I know I shouldn't jump into this argument, but I can't resist the opportunity.
I have no argument that QP is not a presentation encoding, it's a transfer
encoding. However, QP is specifically designed to support sending of long
lines. Most implementors of MIME readers have recognized this and made sure
that they wrap long lines when presenting them to the user (usually at the
window width at presentation time, not to some fixed width).

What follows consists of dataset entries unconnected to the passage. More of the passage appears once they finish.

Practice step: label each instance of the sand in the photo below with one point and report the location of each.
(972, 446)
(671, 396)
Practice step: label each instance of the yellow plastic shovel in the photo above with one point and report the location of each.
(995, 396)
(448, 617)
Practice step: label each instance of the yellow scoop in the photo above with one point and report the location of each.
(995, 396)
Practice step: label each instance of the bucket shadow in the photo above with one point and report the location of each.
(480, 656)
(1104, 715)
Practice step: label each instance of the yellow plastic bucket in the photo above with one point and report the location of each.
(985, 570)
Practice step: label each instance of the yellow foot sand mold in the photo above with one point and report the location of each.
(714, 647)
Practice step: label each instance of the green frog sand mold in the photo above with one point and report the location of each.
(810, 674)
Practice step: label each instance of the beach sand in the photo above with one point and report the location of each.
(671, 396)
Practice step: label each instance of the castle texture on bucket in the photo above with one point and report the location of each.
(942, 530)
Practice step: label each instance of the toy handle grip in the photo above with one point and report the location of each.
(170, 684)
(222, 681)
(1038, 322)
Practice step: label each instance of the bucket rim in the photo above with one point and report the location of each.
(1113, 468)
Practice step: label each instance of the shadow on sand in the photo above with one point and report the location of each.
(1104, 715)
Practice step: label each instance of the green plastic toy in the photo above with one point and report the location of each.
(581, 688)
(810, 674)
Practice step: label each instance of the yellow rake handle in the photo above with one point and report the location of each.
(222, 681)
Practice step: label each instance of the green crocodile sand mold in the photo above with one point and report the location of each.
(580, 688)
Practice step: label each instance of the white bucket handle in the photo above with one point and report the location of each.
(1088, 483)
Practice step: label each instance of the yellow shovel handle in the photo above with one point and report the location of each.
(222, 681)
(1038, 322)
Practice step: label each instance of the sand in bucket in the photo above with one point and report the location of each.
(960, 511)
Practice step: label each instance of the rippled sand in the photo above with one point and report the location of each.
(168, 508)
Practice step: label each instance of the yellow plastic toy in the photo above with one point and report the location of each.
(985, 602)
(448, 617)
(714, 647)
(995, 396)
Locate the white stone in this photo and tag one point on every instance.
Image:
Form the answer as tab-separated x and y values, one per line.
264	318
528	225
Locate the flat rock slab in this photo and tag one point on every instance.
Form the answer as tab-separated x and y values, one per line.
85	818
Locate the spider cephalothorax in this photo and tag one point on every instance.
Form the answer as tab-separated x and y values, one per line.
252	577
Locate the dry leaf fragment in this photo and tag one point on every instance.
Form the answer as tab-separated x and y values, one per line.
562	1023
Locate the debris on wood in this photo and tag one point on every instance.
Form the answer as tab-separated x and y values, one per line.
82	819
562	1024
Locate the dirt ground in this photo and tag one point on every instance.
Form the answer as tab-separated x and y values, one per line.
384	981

I agree, text/plain is defined as "unformatted" text. But wrapping unformatted
text is a very reasonable presentation thing to do (perhaps as a configurable
I'm sure if text/enriched had seemed like more of an integral part of the MIME
spec, and if there hadn't been confusion introduced by QP's handling of long
lines and text/enriched's handling of long lines, more implementors would have
decided that when deciding to send formatted text, to send QP-encoded
text/enriched rather than "just send QP". But that's not how it happened.
From your rather vociferous reply, I take it your mail client or gateway didn't
wrap text/plain by default. Given that, you've taken the world view that "just
send QP" is a radical misunderstanding of the difference between transfer
encoding and presentation encoding. But most MIME implementors have found that
sending QP results in decent interoperability of automatically wrapped text and
therefore took that approach. They knew that any mail client that supported
MIME, supported QP, but couldn't guarantee that it would support text/enriched.
So "just send QP" was a more conservative thing to do.
Yes, you really need a presentation semantics to cleanly handle quoting of
wrapped text. But that's a distinct issue.